Parents at Sunnyside Elementary say a quest to erect an electronic sign board at the South Surrey school created a divide in the community over something that would do little to better education for the students.
“It’s divisive and it’s not good for the school community,” Josee Worth said last week of the project.
“There are so many other things the school needs educationally.”
The sign – projected to cost about $40,000 – is an initiative of the school’s parent advisory council that has reportedly been in the works for a number of years.
Opponents argue it was being pushed through without proper process, and cited concerns ranging from student safety to light pollution.
Worth said the PAC was touting benefits including better communication with parents.
A request to speak with a PAC representative initially referred Peace Arch News to the council chair, but noted she is out of the country.
“In the meantime, we are working with all of our parent group to take care of any unresolved issues,” a Feb. 27 email states.
Last Thursday – following mediation that morning that was proposed by principal Faizel Rawji – spokesperson Jessica Wilson said only that parents are “moving forward and working together to come to a resolution.”

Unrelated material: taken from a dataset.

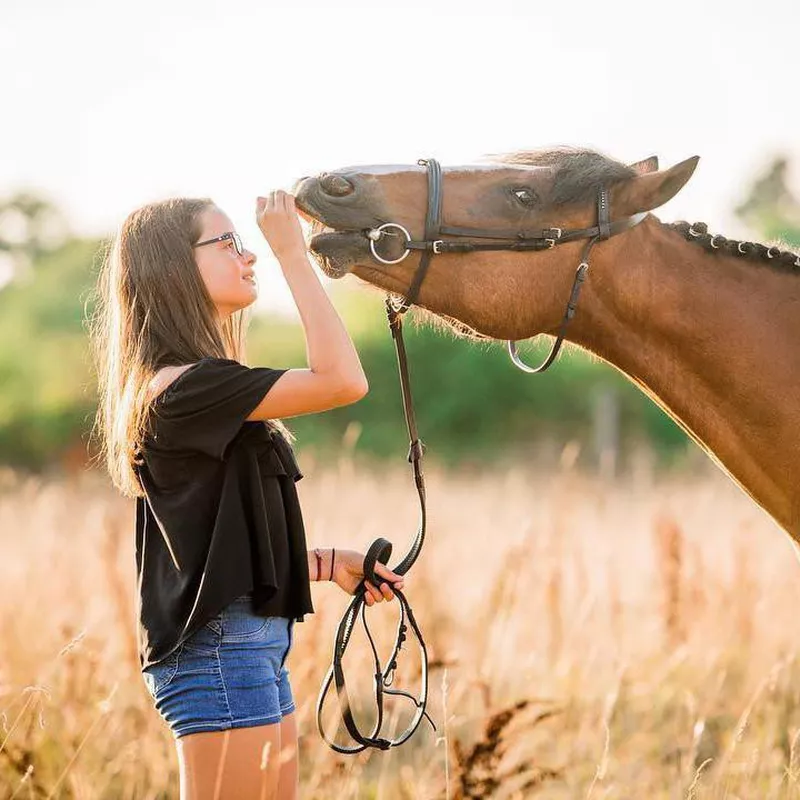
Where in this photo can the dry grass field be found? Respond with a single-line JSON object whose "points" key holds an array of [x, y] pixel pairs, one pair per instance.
{"points": [[587, 640]]}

Prior to the mediation, Rawji agreed the issue had raised “some controversy” at the school, but he was optimistic the matter could be resolved. He said he asked both sides to attend the mediation “with your olive branch” – prepared to compromise, and “move forward to a greater good.”
Following the meeting, he said all sides “are moving forward together.”
It’s unclear, however, if a sign is no longer being considered.
Worth said parents are “still in discussion and are moving in a positive direction.”
Rawji said he believes “the issue is being re-examined and will be discussed further at the next PAC meeting.”
New to the school in September, Rawji said he “inherited” the sign issue; it was on the previous principal’s wish list.
While sign opponents said a second playground is among items that should be higher on the priority list for a school where the student population is “exploding,” Rawji said his wish list is less about “stuff.”
“I don’t want things, I want a culture,” he said.
“If we can create a community, that’s more important than anything.”